On-loan Boro defender Tom Flanagan feels that some of his team-mates may not have fully appreciated the situation they were in – until now.

Following defeats to relegation rivals Colchester and Shrewesbury, Boro will travel to Sheffield United tomorrow four points adrift at the foot of the Sky Bet League One table, with four games left to play.

“I think maybe a couple of people didn’t realise how bad the situation was and I think it’s dawning on a few people,” said the 22-year-old.

“It’s hitting a few people where it hurts and I think it’s time everybody just rolled their sleeves up ands got on with it now.

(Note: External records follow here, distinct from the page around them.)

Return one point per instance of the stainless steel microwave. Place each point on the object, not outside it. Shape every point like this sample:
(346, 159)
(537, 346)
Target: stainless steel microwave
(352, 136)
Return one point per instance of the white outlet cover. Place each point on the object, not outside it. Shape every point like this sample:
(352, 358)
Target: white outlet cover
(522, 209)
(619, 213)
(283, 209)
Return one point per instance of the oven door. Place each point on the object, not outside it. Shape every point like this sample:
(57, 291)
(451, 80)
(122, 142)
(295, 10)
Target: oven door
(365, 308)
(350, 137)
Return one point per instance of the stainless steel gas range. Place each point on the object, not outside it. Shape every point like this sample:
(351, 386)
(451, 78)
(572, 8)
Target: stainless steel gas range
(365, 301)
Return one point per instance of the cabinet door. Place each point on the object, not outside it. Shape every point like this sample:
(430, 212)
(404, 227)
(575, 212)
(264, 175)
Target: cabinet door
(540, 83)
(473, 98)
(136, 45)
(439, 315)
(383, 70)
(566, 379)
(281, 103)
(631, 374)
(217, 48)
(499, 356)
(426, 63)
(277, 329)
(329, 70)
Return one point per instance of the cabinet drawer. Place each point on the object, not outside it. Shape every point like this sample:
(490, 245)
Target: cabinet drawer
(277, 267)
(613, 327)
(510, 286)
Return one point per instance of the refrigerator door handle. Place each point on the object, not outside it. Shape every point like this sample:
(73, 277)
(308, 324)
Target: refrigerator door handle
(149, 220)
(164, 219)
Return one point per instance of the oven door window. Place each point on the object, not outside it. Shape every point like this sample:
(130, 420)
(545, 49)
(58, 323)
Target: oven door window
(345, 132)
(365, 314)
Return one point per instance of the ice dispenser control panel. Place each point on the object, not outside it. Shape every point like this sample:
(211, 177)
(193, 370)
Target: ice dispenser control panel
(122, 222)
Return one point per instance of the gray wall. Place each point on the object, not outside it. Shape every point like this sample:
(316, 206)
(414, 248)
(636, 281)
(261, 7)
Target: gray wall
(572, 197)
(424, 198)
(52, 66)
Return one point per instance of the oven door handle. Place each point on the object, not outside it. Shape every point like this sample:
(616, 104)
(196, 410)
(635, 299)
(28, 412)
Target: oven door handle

It doesn’t matter how we win we just have to win.”

Following the 2-0 defeat away at Wolves earlier in the season, played out in front of nearly 18,000, manager Graham Westley said his side started the game “slightly in awe of the crowd and the environment.”

Since then Boro triumphed in front of a similar size crowd, albeit after another slow start, away at Bradford, and with the team likely to be walking out in front of 20,000 tomorrow night, Flanagan feels that the atmosphere will act very much as a positive for the Boro players.

“League One is becoming a big place, there’s some big teams,” said the MK Dons loanee.

“I obviously haven’t played for MK against Stevenage but I would rather go to somewhere like Sheffield United than Stevenage away because it’s a small ground, it’s tight, there’s very good fans whereas when you’re at those big grounds you always seem to produce something because it’s like playing, or as close as some people are or have got, to the Premier League, because that’s the setup that it is and you’ve got to treat it like that.

“You’ve got to grab it by both hands and be remembered by those 20,000.”

The Blades will come into the game following the 5-3 F.A Cup semi-final defeat to Hull on Sunday afternoon, but Flanagan doesn’t feel that that will have any bearing on the outcome come tomorrow night.

“I think what happens earlier on in the week doesn’t really matter,” he said.

“We’re not going to be going into the game thinking of the Colchester game; what they’ve done is what they’ve done.

“It would be a different situation maybe if they’d won the F.A Cup but its just another game, it was at a big ground (Wembley) but they’ve got players who have played their before so it’s not anything that’s in our mind and I don’t think it will be in their minds.”